43. Le Gouvernement estime injustifié le tarif horaire de 70 EUR, en particulier lorsqu'il est appliqué à des activités telles que le photocopillage.
44. Selon la jurisprudence de la Cour, un requérant ne peut obtenir le remboursement de ses frais et dépens que dans la mesure où se trouvent établis leur réalité, leur nécessité et le caractère raisonnable de leur taux.

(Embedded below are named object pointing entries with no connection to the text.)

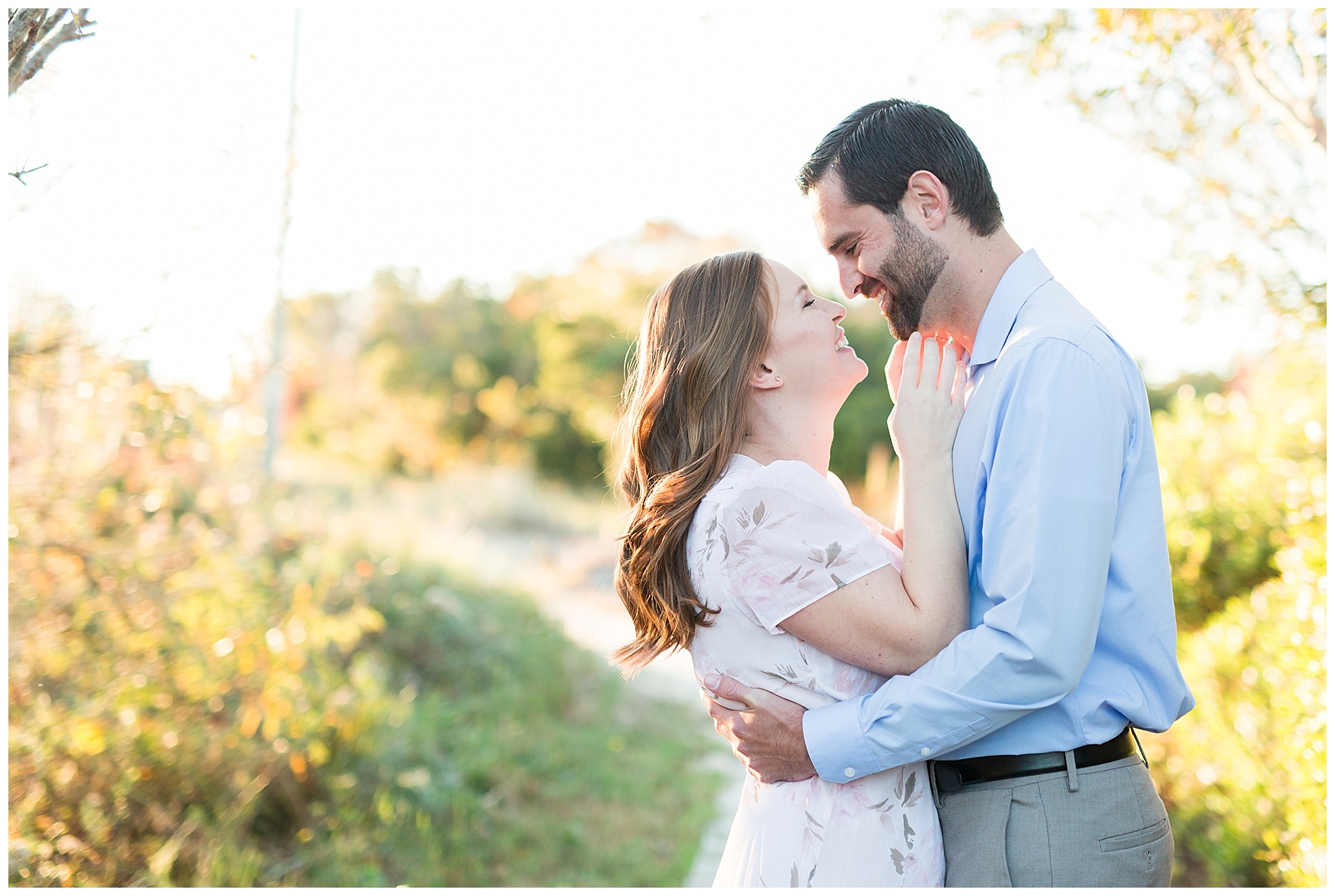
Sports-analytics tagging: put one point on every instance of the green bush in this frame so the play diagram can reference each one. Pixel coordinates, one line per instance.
(199, 696)
(1244, 498)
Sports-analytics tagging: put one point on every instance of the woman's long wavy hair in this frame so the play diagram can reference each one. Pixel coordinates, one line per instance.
(684, 417)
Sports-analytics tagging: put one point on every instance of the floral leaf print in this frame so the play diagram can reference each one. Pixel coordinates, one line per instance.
(788, 673)
(832, 551)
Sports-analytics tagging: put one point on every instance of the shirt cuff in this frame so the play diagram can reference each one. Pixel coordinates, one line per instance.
(836, 742)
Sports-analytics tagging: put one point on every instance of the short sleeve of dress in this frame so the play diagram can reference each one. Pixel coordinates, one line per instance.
(785, 539)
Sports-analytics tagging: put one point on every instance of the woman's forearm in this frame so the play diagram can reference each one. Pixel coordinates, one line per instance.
(935, 560)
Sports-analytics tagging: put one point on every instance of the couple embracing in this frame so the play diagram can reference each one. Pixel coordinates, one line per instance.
(953, 703)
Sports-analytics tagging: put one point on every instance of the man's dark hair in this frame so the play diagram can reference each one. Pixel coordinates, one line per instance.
(877, 148)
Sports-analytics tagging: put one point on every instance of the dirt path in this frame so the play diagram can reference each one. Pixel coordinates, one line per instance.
(505, 529)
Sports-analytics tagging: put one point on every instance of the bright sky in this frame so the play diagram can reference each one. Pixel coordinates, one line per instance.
(485, 141)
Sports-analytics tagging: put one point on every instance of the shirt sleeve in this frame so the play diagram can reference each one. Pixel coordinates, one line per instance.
(788, 540)
(1041, 565)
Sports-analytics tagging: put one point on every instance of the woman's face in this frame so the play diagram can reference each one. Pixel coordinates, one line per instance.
(808, 353)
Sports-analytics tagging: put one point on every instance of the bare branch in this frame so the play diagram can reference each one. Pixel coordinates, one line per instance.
(28, 56)
(17, 175)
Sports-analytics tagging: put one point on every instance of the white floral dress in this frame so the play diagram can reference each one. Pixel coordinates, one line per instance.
(767, 541)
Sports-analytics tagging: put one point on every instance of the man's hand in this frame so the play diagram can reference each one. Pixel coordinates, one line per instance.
(767, 736)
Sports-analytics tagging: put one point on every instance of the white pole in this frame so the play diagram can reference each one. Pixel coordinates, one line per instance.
(277, 380)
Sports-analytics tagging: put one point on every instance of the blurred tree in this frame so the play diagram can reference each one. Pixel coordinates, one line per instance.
(1232, 98)
(33, 38)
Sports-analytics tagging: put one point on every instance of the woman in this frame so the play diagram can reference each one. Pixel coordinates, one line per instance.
(742, 549)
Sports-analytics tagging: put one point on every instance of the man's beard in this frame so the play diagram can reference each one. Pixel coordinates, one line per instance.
(910, 274)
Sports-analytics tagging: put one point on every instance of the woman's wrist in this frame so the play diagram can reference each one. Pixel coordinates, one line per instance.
(928, 464)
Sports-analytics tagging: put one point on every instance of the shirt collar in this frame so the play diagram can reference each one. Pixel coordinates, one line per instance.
(1019, 282)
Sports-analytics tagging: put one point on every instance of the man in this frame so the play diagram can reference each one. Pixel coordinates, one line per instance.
(1025, 716)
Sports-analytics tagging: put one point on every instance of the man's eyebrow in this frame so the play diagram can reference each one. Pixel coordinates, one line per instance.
(843, 240)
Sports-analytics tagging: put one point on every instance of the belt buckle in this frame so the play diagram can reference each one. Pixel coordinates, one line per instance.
(948, 779)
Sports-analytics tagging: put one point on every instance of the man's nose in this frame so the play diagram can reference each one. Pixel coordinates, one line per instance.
(850, 279)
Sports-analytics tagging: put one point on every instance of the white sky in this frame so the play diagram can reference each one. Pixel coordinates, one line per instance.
(485, 141)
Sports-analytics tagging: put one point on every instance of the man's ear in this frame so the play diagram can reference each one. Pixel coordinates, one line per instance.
(927, 199)
(765, 378)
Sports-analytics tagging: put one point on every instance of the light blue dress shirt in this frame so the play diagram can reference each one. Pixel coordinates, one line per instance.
(1073, 631)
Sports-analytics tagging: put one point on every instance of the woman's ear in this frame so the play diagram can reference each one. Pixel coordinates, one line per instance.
(765, 378)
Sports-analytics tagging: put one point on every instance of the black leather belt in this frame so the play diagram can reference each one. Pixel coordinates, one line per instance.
(953, 775)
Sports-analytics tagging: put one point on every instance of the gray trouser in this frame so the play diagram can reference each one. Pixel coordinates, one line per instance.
(1036, 831)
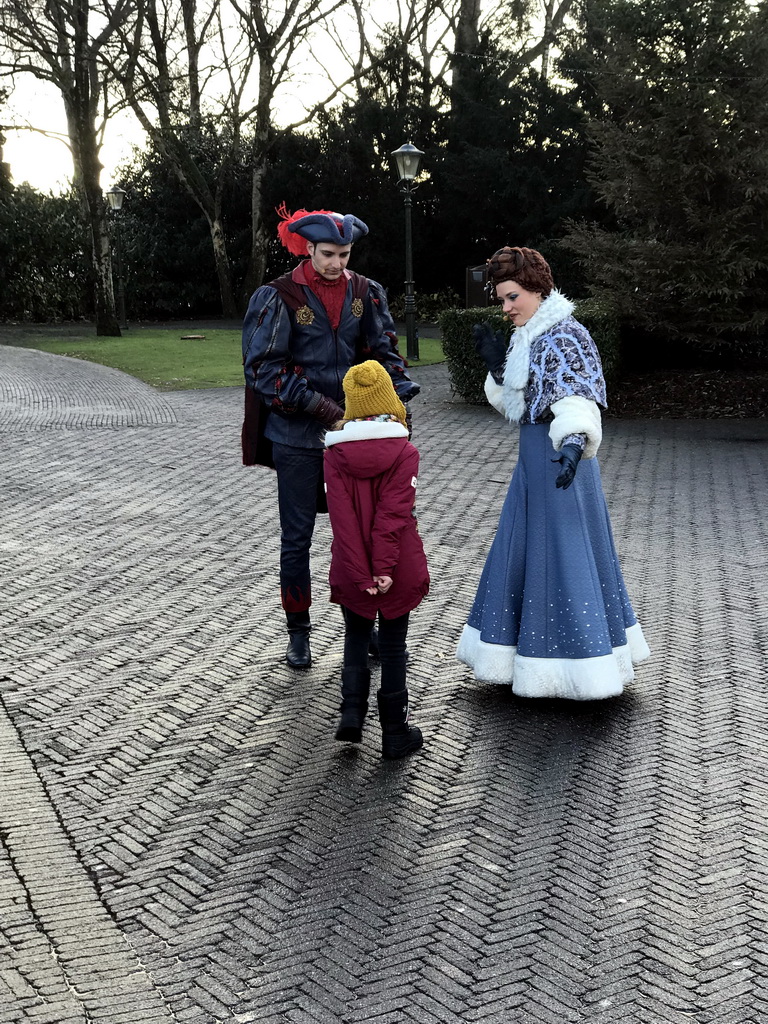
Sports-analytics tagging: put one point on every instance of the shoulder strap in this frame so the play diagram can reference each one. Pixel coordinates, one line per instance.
(290, 291)
(359, 285)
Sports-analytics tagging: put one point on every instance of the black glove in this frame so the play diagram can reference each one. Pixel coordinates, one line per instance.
(327, 411)
(569, 456)
(492, 347)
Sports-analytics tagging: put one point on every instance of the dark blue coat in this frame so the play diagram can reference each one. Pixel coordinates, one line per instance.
(291, 353)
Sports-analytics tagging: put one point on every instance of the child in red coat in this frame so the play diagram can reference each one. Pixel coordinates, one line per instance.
(378, 566)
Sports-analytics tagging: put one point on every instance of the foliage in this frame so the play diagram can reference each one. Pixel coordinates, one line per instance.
(168, 358)
(680, 163)
(44, 267)
(466, 369)
(428, 307)
(468, 372)
(167, 255)
(161, 357)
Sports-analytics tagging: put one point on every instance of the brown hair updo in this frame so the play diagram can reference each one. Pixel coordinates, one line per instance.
(526, 266)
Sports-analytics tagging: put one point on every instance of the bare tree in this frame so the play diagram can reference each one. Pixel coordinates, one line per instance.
(220, 62)
(64, 42)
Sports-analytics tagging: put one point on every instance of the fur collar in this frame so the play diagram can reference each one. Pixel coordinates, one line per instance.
(517, 368)
(365, 430)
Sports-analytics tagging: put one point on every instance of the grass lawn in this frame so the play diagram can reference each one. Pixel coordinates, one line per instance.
(168, 361)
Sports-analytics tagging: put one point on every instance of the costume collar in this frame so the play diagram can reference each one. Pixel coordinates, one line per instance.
(305, 273)
(554, 309)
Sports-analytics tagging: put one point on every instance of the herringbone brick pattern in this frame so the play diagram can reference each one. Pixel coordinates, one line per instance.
(538, 862)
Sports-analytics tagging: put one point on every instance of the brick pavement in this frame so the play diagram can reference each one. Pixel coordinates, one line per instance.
(183, 840)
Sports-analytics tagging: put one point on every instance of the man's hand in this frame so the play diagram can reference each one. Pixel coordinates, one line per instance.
(569, 456)
(492, 347)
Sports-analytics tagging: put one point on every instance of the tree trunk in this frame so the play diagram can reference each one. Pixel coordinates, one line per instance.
(87, 171)
(259, 240)
(223, 268)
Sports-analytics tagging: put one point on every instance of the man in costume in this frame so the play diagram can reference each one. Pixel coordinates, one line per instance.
(301, 334)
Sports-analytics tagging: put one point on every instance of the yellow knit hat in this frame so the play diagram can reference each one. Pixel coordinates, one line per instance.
(370, 391)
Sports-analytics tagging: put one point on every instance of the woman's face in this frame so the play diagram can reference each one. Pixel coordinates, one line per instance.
(518, 303)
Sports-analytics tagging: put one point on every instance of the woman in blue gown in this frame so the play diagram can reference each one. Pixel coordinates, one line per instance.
(552, 615)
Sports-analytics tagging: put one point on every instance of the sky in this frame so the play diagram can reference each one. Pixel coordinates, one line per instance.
(44, 161)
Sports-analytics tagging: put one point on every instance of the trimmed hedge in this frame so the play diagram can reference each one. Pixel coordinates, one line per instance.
(467, 370)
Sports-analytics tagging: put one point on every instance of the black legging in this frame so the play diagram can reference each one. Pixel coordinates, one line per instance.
(392, 636)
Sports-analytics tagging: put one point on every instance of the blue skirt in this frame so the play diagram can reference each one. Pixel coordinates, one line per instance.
(552, 615)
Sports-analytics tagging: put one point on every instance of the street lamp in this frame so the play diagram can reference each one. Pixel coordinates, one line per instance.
(408, 161)
(115, 198)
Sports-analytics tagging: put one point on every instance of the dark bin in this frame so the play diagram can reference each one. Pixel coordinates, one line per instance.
(476, 279)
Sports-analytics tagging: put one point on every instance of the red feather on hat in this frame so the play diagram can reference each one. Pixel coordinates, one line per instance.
(294, 243)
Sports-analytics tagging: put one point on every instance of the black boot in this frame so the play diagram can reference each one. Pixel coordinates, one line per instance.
(373, 644)
(298, 654)
(355, 684)
(397, 737)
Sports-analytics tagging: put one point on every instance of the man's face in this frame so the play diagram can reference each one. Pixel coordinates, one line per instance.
(329, 260)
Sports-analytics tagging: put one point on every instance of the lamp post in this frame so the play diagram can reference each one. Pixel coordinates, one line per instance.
(408, 161)
(115, 198)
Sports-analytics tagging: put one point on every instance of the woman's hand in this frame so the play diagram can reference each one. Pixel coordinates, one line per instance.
(492, 347)
(569, 456)
(383, 584)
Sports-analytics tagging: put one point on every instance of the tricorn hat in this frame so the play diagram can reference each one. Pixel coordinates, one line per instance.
(295, 229)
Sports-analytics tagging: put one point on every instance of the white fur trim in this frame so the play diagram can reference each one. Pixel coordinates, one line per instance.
(576, 415)
(365, 430)
(574, 679)
(517, 368)
(495, 393)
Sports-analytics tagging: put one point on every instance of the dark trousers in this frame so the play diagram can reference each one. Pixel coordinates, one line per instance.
(299, 482)
(392, 637)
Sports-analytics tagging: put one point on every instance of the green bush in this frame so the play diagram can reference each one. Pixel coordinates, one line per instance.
(428, 307)
(468, 372)
(466, 369)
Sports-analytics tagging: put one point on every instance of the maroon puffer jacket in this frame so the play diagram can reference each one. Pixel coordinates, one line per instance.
(371, 470)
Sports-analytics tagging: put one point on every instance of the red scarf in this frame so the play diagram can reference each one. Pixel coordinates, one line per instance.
(331, 293)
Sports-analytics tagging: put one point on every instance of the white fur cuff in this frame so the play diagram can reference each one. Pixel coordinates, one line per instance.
(495, 393)
(574, 415)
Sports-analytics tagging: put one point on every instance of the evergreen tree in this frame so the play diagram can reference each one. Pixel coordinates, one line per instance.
(680, 129)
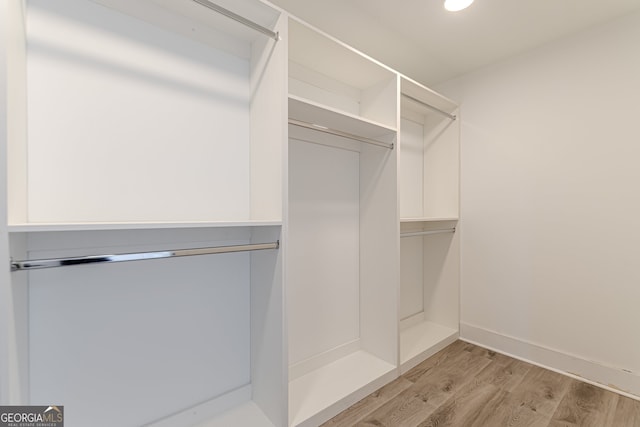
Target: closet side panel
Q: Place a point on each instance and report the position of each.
(323, 280)
(411, 169)
(5, 278)
(411, 276)
(442, 278)
(441, 168)
(129, 122)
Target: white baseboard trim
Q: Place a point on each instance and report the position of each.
(610, 378)
(206, 410)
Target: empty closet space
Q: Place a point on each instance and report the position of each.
(342, 227)
(429, 243)
(147, 128)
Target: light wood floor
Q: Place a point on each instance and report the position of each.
(466, 385)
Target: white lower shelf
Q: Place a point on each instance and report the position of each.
(421, 340)
(323, 393)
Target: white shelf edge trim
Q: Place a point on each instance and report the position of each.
(98, 226)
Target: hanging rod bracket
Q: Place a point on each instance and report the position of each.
(427, 232)
(241, 19)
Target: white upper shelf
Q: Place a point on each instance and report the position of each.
(97, 226)
(317, 114)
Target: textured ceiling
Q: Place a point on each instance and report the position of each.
(422, 40)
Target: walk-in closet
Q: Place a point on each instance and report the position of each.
(226, 213)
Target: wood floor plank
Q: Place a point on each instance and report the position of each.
(541, 390)
(468, 386)
(585, 405)
(430, 390)
(627, 413)
(464, 408)
(363, 408)
(434, 361)
(507, 411)
(505, 374)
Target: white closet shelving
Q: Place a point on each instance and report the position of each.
(137, 127)
(147, 126)
(429, 169)
(341, 228)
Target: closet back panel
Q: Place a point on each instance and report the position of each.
(324, 220)
(171, 332)
(124, 116)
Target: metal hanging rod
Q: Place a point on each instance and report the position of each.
(431, 107)
(140, 256)
(319, 128)
(241, 19)
(426, 233)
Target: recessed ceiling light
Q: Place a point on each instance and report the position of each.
(456, 5)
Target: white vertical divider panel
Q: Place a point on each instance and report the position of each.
(5, 277)
(441, 167)
(442, 278)
(17, 113)
(412, 276)
(378, 102)
(379, 260)
(268, 154)
(268, 123)
(379, 228)
(268, 332)
(411, 174)
(14, 381)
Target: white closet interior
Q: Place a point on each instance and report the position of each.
(429, 244)
(135, 127)
(162, 125)
(341, 226)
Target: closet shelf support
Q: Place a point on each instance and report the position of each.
(335, 132)
(139, 256)
(428, 232)
(431, 107)
(241, 19)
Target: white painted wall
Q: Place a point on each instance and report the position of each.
(551, 203)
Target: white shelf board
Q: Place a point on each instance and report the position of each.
(426, 95)
(422, 340)
(318, 114)
(334, 387)
(98, 226)
(246, 414)
(319, 51)
(206, 25)
(429, 219)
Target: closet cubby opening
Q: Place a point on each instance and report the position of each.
(328, 74)
(146, 111)
(342, 228)
(138, 127)
(429, 296)
(429, 155)
(190, 337)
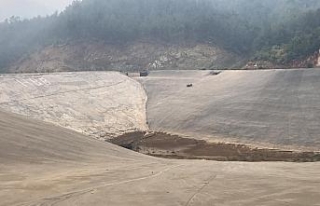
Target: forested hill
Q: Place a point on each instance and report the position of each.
(280, 31)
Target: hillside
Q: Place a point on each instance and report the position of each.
(277, 31)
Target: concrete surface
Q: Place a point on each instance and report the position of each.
(273, 108)
(99, 104)
(42, 164)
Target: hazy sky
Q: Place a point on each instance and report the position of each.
(30, 8)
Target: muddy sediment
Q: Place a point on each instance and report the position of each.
(161, 144)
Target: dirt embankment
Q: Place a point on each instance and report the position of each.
(172, 146)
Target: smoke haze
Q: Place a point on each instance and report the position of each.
(30, 8)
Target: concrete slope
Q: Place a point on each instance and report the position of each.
(278, 108)
(99, 104)
(42, 164)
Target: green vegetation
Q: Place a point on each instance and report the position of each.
(276, 30)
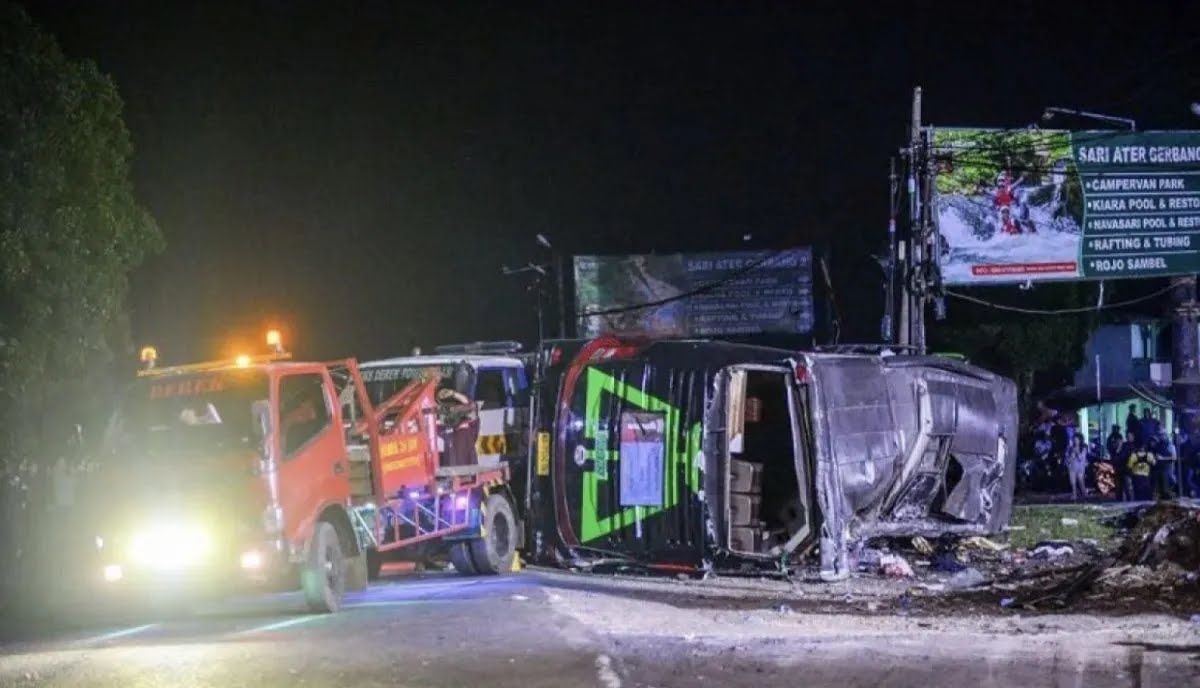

En l'espèce, compte tenu des éléments en sa possession et des critères susmentionnés, la Cour estime raisonnable la somme de 600 EUR tous frais confondus et l'accorde au requérant.
C. Intérêts moratoires
45. La Cour juge approprié de baser le taux des intérêts moratoires sur le taux d'intérêt de la facilité de prêt marginal de la Banque centrale européenne majoré de trois points de pourcentage.
PAR CES MOTIFS, LA COUR, À L'UNANIMITÉ,
1. Déclare la requête recevable quant aux griefs tirés de l'article 6 § 1 concernant la durée de la procédure pénale et de l'article 13 et irrecevable pour le surplus ;
2. Dit qu'il y a eu violation de l'article 6 § 1 de la Convention du fait de la durée excessive de la procédure pénale ;
3. Dit qu'il y a eu violation de l'article 13 de la Convention ;
4. Dit
a) que l'Etat défendeur doit verser au requérant, dans les trois mois à compter du jour où l'arrêt sera devenu définitif conformément à l'article 44 § 2 de la Convention, les sommes suivantes, à convertir en levs bulgares selon les taux applicables au moment du versement :
i. 1 000 EUR (mille euros) pour dommage moral ;
ii. 600 EUR (six cent euros) pour frais et dépens, à verser sur le compte bancaire indiqué par les avocats du requérant ;
iii. tout montant pouvant être dû à titre d'impôt sur lesdites sommes ;
b) qu'à compter de l'expiration dudit délai et jusqu'au versement, ces montants seront à majorer d'un intérêt simple à un taux égal à celui de la facilité de prêt marginal de la Banque centrale européenne applicable pendant cette période, augmenté de trois points de pourcentage ;
5. Rejette la demande de satisfaction équitable pour le surplus.
Fait en français, puis communiqué par écrit le 5 octobre 2006 en application de l'article 77 §§ 2 et 3 du règlement.